In the film, Kanton and Twohey are portrayed by Zoe Kazan and Carrey Mulligan, respectively. In the aftermath of Donald Trump’s 2016 election victory, in which a number of women accused him of unwanted sexual behavior, New York Times editors asked the question just how wide the issue was. Why is it so difficult to report? And will it have any kind of effect at all? After all, Trump is still elected president.
Questions lead journalists to the famous film producer Harvey Weinstein.
For several decades now, there has been talk that the producer behind films like “Pulp Fiction,” “The English Patient,” and “Good Will Hunting” is a nonstop guy. Could there be any contract on it?
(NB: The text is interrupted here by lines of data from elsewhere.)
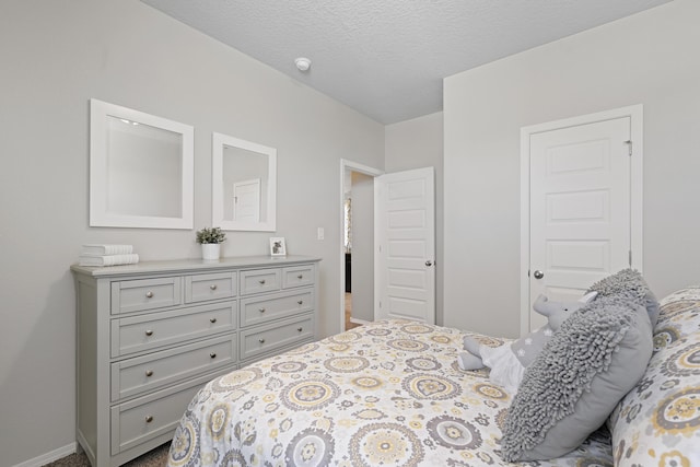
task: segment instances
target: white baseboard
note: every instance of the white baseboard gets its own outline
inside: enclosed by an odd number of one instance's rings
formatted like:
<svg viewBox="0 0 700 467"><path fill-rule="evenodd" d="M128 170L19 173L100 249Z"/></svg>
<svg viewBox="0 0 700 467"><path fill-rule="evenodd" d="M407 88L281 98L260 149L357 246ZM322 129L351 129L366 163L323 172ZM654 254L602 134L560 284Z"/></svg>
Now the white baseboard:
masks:
<svg viewBox="0 0 700 467"><path fill-rule="evenodd" d="M59 447L58 450L54 450L50 453L42 454L38 457L34 457L33 459L25 460L21 464L15 465L14 467L39 467L54 460L58 460L61 457L69 456L78 452L78 443L72 442L67 444L63 447Z"/></svg>
<svg viewBox="0 0 700 467"><path fill-rule="evenodd" d="M369 325L372 322L366 322L364 319L358 319L358 318L353 318L352 316L350 317L350 323L355 324L355 325Z"/></svg>

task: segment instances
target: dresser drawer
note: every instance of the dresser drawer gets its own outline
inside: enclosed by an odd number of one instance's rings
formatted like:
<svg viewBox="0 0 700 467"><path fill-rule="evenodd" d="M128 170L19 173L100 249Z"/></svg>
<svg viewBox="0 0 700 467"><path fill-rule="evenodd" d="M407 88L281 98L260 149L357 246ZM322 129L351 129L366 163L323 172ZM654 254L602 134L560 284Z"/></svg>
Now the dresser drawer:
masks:
<svg viewBox="0 0 700 467"><path fill-rule="evenodd" d="M231 301L112 319L112 357L232 331L236 311Z"/></svg>
<svg viewBox="0 0 700 467"><path fill-rule="evenodd" d="M241 360L314 337L312 314L241 330Z"/></svg>
<svg viewBox="0 0 700 467"><path fill-rule="evenodd" d="M179 305L180 278L112 282L112 314Z"/></svg>
<svg viewBox="0 0 700 467"><path fill-rule="evenodd" d="M275 269L250 269L241 271L241 295L273 292L282 287L282 271Z"/></svg>
<svg viewBox="0 0 700 467"><path fill-rule="evenodd" d="M282 289L311 285L315 279L314 265L282 268Z"/></svg>
<svg viewBox="0 0 700 467"><path fill-rule="evenodd" d="M112 455L128 451L154 437L174 433L179 419L200 387L218 375L209 373L187 383L120 404L110 409Z"/></svg>
<svg viewBox="0 0 700 467"><path fill-rule="evenodd" d="M310 312L314 307L314 290L303 289L241 300L241 327Z"/></svg>
<svg viewBox="0 0 700 467"><path fill-rule="evenodd" d="M196 275L185 278L185 303L236 296L236 272Z"/></svg>
<svg viewBox="0 0 700 467"><path fill-rule="evenodd" d="M136 396L200 373L231 366L236 336L228 335L112 364L112 400Z"/></svg>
The biggest resistance journalists face is, in a way, from the victims themselves. They’re willing to talk about their encounters with Weinstein off the record, but they don’t dare appear in the press and refuse to say so. Weinstein is an influential producer. One phone call and you’ll be red-listed in Hollywood. Additionally, many of the women signed confidentiality agreements, making it difficult to apply afterwards without prosecution.
In style and tone, the film is reminiscent of the journalist’s film Spotlight. It’s grey, everyday humor and no hipster clothes. The actors do a good job of portraying the members of the press as observant and well-intentioned watchdogs, but above all as people.
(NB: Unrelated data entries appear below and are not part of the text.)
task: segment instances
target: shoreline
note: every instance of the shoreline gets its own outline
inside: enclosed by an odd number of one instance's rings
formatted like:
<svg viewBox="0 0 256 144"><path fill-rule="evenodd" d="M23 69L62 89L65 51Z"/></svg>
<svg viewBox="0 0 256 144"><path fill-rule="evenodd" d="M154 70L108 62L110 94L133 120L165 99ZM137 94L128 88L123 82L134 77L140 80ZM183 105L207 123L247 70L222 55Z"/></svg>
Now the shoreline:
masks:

One of the first to come forward with the case was actress Ashley Judd, who is also the only one in the film to portray herself. Except for the back of the head of the actor playing Weinstein, it’s nowhere to be seen in the movie. Yet his presence rides the story like a mare for the entire two hours the movie lasts. In interviews with women, on the phone, in conversations with people about Weinstein’s company Miramax, which has long hidden the crimes of its boss. It makes it very easy to empathize with women.
The strongest card
Occasionally, flashbacks are used to enhance the women’s experiences, but they become unnecessary personnel, and contradict the realistic, realistic tone of the film. You also don’t witness a lot of journalistic techniques, that is, how things are going, as you saw, for example, in “Spotlight”.
Most complex cases consist of interviews with dozens of sources, and that could work for a newspaper, but here there are so many names to contend with that you quickly get confused as to who it is.
Anyway, “She Said” is a deep film about a reckless man who gets undressed at the end. And the strongest card in the movie: That’s just right.